Table 2 demonstrated that the original model's overall cognitive function score rose 0.07 units for each 1-point DI-GM increase. (β = 0.07, 95% CI: 0.03–0.11, P = 0.003). After controlling all confounders, DI-GM score boosted cognitive function by 0.03 units every 1-point rise (β = 0.03, 95% CI: 0.01–0.05, P = 0.034). In addition, although the results were not significant in model 3, the association with cognitive function scores was significantly increased for the group with DI-GM ≥ 6 compared to those with 0–3 scores in model 1 and model 2 (model 1: P for trend = 0.013; model 2: P for trend < 0.001), and for each unit of elevation of the DIGM, the cognitive function scores increased by 0.24 and 0.26 units higher, respectively (Model 1: β = 0.24, 95% CI: 0.03–0.45, P = 0.034; model 2: β = 0.26, 95% CI: 0.13–0.39, P < 0.001). Additionally, cognitive function scores significantly increased with increasing benefit to gut flora, (β = 0.04, 95% CI: 0.02–0.07, P = 0.009). Whereas the correlation between adverse gut flora and cognitive function scores was not substantial (β = 0.00, 95% CI: −0.03–0.04, P = 0.986).

Table 2

Table 2. Associations of the DIGM with cognitive function.

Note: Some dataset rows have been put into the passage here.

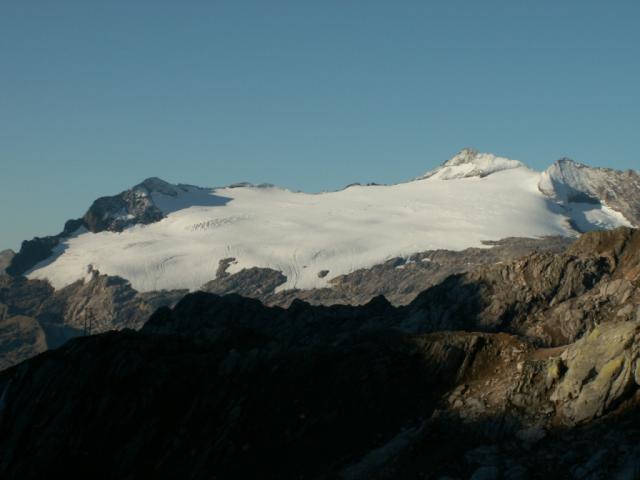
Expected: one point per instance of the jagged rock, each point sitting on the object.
(400, 280)
(553, 298)
(5, 259)
(573, 182)
(37, 317)
(114, 213)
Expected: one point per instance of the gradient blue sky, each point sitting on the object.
(96, 96)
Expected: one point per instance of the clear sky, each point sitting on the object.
(97, 95)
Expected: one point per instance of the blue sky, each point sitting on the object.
(96, 96)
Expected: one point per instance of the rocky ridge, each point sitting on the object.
(457, 384)
(101, 303)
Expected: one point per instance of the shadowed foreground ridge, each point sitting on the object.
(525, 369)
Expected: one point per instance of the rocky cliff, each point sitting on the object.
(458, 384)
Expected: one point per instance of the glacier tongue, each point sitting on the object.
(472, 198)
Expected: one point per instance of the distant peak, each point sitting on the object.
(471, 163)
(570, 163)
(466, 155)
(157, 185)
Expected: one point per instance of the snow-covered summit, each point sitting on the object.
(471, 163)
(157, 185)
(163, 236)
(570, 181)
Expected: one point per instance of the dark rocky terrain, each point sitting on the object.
(523, 369)
(6, 256)
(114, 213)
(101, 303)
(34, 317)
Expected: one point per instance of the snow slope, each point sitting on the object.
(466, 201)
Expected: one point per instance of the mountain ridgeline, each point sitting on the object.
(481, 321)
(510, 370)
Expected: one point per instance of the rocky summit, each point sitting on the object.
(527, 368)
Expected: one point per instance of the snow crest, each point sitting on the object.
(472, 198)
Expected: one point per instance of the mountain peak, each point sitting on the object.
(471, 163)
(157, 185)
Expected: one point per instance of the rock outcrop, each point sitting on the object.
(5, 259)
(572, 182)
(34, 317)
(114, 213)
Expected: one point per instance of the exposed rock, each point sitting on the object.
(37, 318)
(400, 280)
(573, 182)
(133, 206)
(552, 298)
(5, 259)
(240, 389)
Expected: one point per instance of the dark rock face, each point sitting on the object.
(457, 384)
(34, 317)
(115, 213)
(131, 207)
(573, 182)
(5, 259)
(400, 280)
(551, 298)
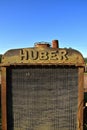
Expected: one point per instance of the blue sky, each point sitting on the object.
(24, 22)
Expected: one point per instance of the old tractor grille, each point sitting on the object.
(42, 98)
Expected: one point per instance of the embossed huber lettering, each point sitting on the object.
(27, 54)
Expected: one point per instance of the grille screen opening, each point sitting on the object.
(42, 98)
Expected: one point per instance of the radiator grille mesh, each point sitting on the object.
(42, 98)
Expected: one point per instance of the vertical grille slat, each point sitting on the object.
(40, 98)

3.3 Dose-response relationship between DI-GM and cognitive function

RCS curve analysis revealed a significant positive association between DIGM and the outcome variables (P for overall = 0.005), with no significant non-linear trend (P for nonlinear = 0.245), but the effect only increased after DIGM exceeded 5, suggesting that it had a significant impact on health outcomes only at higher levels (Figure 2). On the other hand, the good for gut microbes factor showed a sustained positive effect from low levels (P for overall < 0.001) without a significant non-linear trend (P for nonlinear = 0.733), suggesting that its benefits on health outcomes are broadly applicable with a linear cumulative effect (Figure 3). This was also demonstrated through threshold analysis, as shown in Tables 3, 4.

Figure 2

Figure 2. Dose-response relationship between DI-GM and cognitive function.

Figure 3

Figure 3. Dose-response relationship between beneficial to gut microbiota and cognitive function.

Table 3

Table 3. Validation of the linear relationship of DI-GM with cognitive function.

Table 4

Table 4. Validation of the linear relationship of beneficial to gut microbiota with cognitive function.

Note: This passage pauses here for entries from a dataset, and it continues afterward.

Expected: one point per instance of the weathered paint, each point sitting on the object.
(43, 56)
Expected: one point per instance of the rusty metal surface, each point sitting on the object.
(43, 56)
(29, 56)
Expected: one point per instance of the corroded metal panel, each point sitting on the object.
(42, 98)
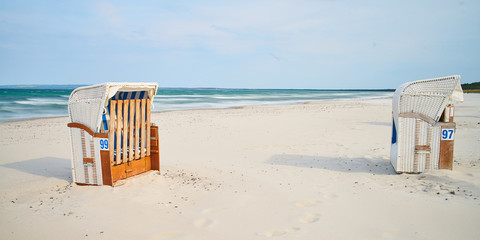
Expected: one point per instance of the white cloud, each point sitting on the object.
(109, 13)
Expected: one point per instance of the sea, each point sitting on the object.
(28, 102)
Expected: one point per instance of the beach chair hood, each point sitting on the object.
(88, 104)
(427, 97)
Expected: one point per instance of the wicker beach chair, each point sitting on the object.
(422, 114)
(112, 137)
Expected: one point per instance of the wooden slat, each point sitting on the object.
(130, 130)
(144, 134)
(125, 130)
(148, 127)
(119, 132)
(111, 128)
(137, 128)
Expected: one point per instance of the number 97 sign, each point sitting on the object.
(104, 144)
(447, 134)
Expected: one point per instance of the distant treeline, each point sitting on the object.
(471, 87)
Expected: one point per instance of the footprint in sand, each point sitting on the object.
(202, 223)
(211, 210)
(276, 233)
(306, 203)
(329, 195)
(309, 218)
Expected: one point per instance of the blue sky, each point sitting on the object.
(239, 44)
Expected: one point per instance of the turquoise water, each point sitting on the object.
(27, 102)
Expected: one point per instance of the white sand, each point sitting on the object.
(308, 171)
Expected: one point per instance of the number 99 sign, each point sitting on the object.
(104, 144)
(447, 134)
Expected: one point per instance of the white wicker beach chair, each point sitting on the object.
(111, 134)
(417, 127)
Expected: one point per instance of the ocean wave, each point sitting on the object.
(42, 101)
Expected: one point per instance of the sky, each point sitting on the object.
(239, 44)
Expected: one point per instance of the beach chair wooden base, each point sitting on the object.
(112, 173)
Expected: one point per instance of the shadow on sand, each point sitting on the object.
(349, 165)
(46, 167)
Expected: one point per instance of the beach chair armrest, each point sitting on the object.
(87, 129)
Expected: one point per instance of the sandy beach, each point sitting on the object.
(318, 170)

3.4 Subgroup analyses between DI-GM and cognitive function

To verify the solidity of the correlation between DI-GM and Beneficial to gut microbiota and cognitive function scores, we performed subgroup analyses based on categorical factors (Figures 4, 5). The findings indicated that the positive correlation between DI-GM and cognitive function scores remained stable across all subgroups, including age, gender, ethnicity, smoking, education, alcohol consumption, BMI, PIR, hypertension, diabetes, depression, and hyperlipidemia, and no significant differences were found between subgroups (P > 0.05).

Figure 4

Figure 4. Subgroup analysis between DI-GM and cognitive function.

Figure 5

Figure 5. Subgroup analysis between beneficial to gut microbiota with cognitive function.

4 Discussion

The results of our investigation revealed a strong positive linear correlation between increased DI-GM scores—especially those elements deemed beneficial to the gut microbiota—and overall cognitive performance scores. Furthermore, the identified correlation between the dietary index and cognitive function persisted throughout many subgroup analyses, demonstrating the strength of the link regardless of stratification variables.

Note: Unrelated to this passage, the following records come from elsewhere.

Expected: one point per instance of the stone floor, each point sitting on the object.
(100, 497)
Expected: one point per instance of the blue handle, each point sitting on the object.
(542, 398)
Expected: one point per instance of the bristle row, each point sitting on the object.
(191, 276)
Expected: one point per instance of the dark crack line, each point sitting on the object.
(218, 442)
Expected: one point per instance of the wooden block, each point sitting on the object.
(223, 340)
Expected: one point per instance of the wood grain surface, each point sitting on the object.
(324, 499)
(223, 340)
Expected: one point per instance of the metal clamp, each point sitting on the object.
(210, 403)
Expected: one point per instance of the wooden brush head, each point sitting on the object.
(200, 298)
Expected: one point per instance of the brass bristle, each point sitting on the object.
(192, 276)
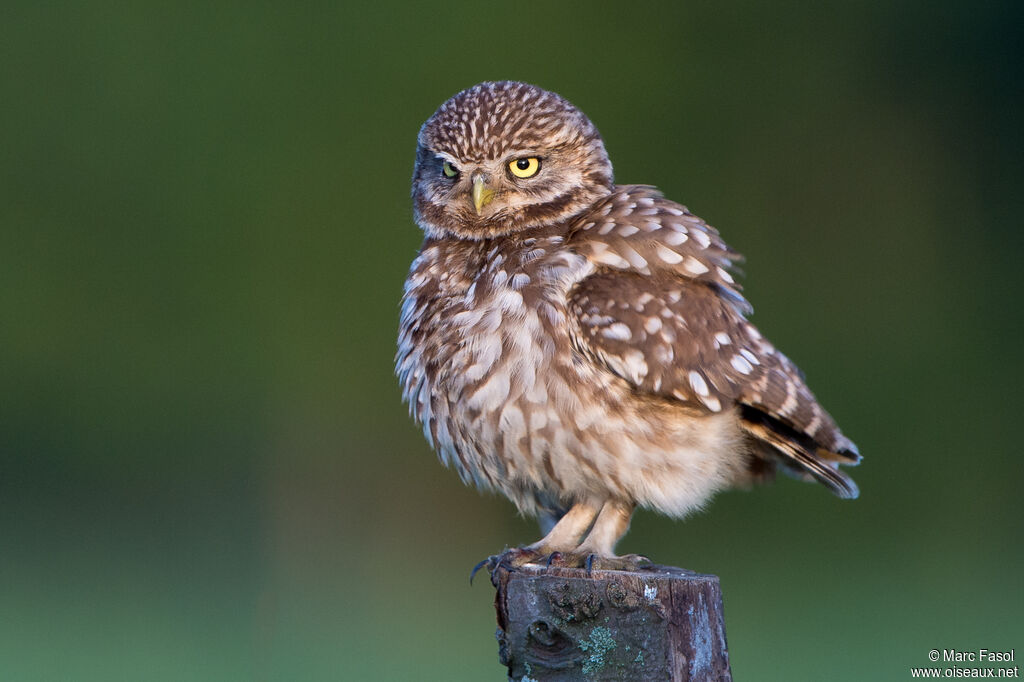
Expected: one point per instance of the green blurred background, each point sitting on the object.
(206, 472)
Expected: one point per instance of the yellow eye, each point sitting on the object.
(525, 167)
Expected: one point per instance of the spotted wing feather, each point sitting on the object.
(678, 332)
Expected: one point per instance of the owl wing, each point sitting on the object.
(664, 313)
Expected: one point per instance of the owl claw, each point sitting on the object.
(513, 557)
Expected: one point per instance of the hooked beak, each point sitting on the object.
(481, 195)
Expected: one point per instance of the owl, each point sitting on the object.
(582, 346)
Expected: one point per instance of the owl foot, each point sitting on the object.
(515, 557)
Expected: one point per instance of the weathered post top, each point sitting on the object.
(659, 623)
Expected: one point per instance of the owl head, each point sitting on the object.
(503, 157)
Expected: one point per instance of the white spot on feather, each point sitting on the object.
(697, 383)
(740, 365)
(693, 265)
(652, 325)
(668, 255)
(619, 331)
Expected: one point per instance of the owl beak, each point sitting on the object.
(481, 195)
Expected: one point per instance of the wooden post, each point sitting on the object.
(659, 623)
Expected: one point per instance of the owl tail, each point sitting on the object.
(801, 453)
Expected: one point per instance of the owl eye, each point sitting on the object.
(525, 167)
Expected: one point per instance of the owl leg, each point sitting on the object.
(563, 538)
(597, 551)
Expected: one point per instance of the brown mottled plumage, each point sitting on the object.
(581, 346)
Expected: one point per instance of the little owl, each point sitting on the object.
(580, 345)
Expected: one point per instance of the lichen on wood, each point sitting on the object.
(659, 623)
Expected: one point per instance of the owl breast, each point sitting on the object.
(487, 367)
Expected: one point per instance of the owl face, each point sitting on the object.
(501, 158)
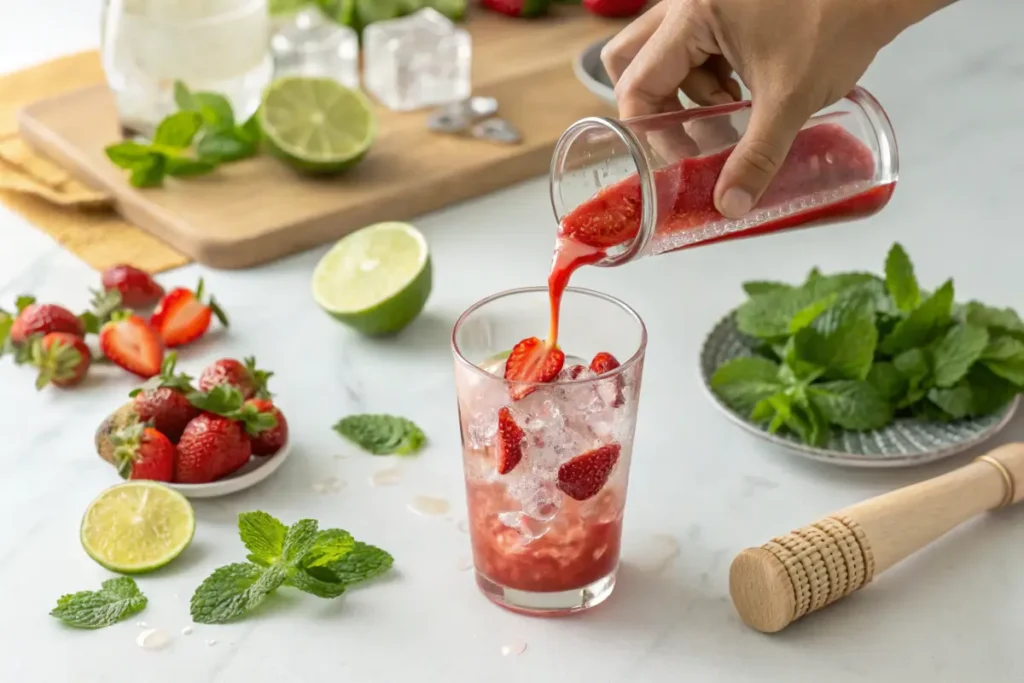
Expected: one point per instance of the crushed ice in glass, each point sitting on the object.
(422, 59)
(310, 44)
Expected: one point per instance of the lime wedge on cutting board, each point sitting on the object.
(376, 280)
(316, 124)
(137, 526)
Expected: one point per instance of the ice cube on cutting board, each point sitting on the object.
(422, 59)
(309, 44)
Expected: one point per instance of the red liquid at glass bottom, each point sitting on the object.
(826, 165)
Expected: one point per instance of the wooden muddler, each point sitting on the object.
(807, 569)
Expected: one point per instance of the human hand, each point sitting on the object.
(797, 56)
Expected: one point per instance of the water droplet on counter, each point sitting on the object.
(429, 506)
(386, 477)
(153, 639)
(329, 485)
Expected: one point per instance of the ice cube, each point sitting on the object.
(309, 44)
(418, 60)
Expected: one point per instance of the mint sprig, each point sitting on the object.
(324, 563)
(117, 599)
(856, 350)
(189, 142)
(382, 434)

There has been an increasing amount of research that has concentrated on the systemic health implications of nutrition on intestinal microbiota. In this context, dietary indices of gut flora have been proposed as an integrative dietary assessment tool to quantify the potential modulatory effects of diet on gut microecology. Latest studies have shown that these dietary indicators are inversely correlated with chronic conditions, including the constipation index (18), diabetes mellitus (19), sleep disorders (20), and stroke (21), which preliminarily validates the value of the application of DIGM in health prediction and intervention assessment.

Although the observed effect size in our study was modest (e.g., β = 0.03), its clinical relevance should not be overlooked. Prior studies have demonstrated that even small changes in cognitive test performance can reflect meaningful shifts in cognitive function, particularly in older adults. For instance, Jehu et al. (22) reported that a change of 3–5 points on the DSST may represent the minimal clinically important difference (MCID) in community-dwelling older adults. Similarly, for the Montreal Cognitive Assessment (MoCA), an MCID of 1–2 points has been established in populations with neurological conditions such as stroke and subarachnoid hemorrhage (23).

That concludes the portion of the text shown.